2. Change Failure Rate

Are we shipping safely?

One of the risks in the current AI conversation is that speed becomes the headline metric while quality quietly deteriorates in the background. A team that doubles its release frequency while tripling its production incidents has not improved.

AI should help teams move faster without increasing operational risk.

If it doesn’t, we should be asking some really hard questions.

3. Defect Escape Rate

Where are defects being discovered?

The real promise of AI isn’t that it helps developers generate code. It’s that it can assist throughout the entire delivery lifecycle, from requirements and design, through development and testing, including documentation and validation/attestation, and even operations.

If those capabilities are working, fewer defects should reach customers.

If defect escape rates remain unchanged while AI usage skyrockets, I’d wager that you’re simply accelerating existing delivery patterns rather than improving them. Playing “single-player-mode” if you will…

4. Time-to-Learning

This is the one metric I think deserves far more attention in our AI era.

How quickly can a team validate or invalidate an idea?

Historically, product development has been constrained by the cost of experimenting. Building prototypes took time. Research took time. Analysis took time. AI reduces so many of those costs!

The organisations that benefit most won’t necessarily be the ones generating the most software. They’ll be the ones learning, iterating, and adapting the fastest.

The ability to rapidly test assumptions, gather feedback, and adjust direction may ultimately prove more valuable than any efficiency gain measured in hours or burnt tokens.

Measure Outcomes, Not Activity

None of this means that AI “activity metrics” are useless.

Token consumption, prompt counts, agent usage, and similar signals can be useful diagnostic indicators.
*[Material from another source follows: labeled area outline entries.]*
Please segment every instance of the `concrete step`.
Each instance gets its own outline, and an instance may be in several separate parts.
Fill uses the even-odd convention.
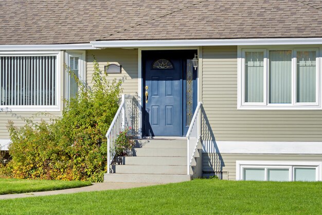
[[[187,148],[187,140],[137,140],[135,148],[183,149]]]
[[[133,156],[145,157],[186,157],[187,149],[141,148],[133,149]]]
[[[120,173],[106,173],[104,175],[104,182],[167,184],[186,182],[190,180],[189,175]]]
[[[123,164],[126,165],[187,165],[186,157],[123,157]]]
[[[187,174],[186,166],[115,165],[115,173],[128,174]]]

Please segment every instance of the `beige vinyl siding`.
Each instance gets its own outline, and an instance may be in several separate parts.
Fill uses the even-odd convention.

They can help us understand adoption patterns and identify where teams may need additional support. They might be able to help us highlight the “single-players” inside our organisations, who are using AI to accelerate their own work but not necessarily contributing to team learning or product improvement. They can also help us identify where AI is being used in ways that are not aligned with organisational goals - including where it may be introducing risk or inefficiency. But they should not become the definition of success!

The goal isn’t AI adoption. The goal is better product delivery.

AI is a capability, a tool, an enabler; not an outcome.

As organisations continue investing in AI-accelerated product development, I think we need to resist the temptation to create a new generation of vanity metrics. We’ve already learned that activity is a poor proxy for impact.

The most successful teams won’t be the ones consuming the most tokens. They’ll be the ones delivering value faster, learning faster, and maintaining quality while doing both, so that’s what I’d measure.

…And, just as importantly, that’s what I’d optimise for: getting solutions into customers’ hands faster, learning from their feedback, and iterating to improve outcomes.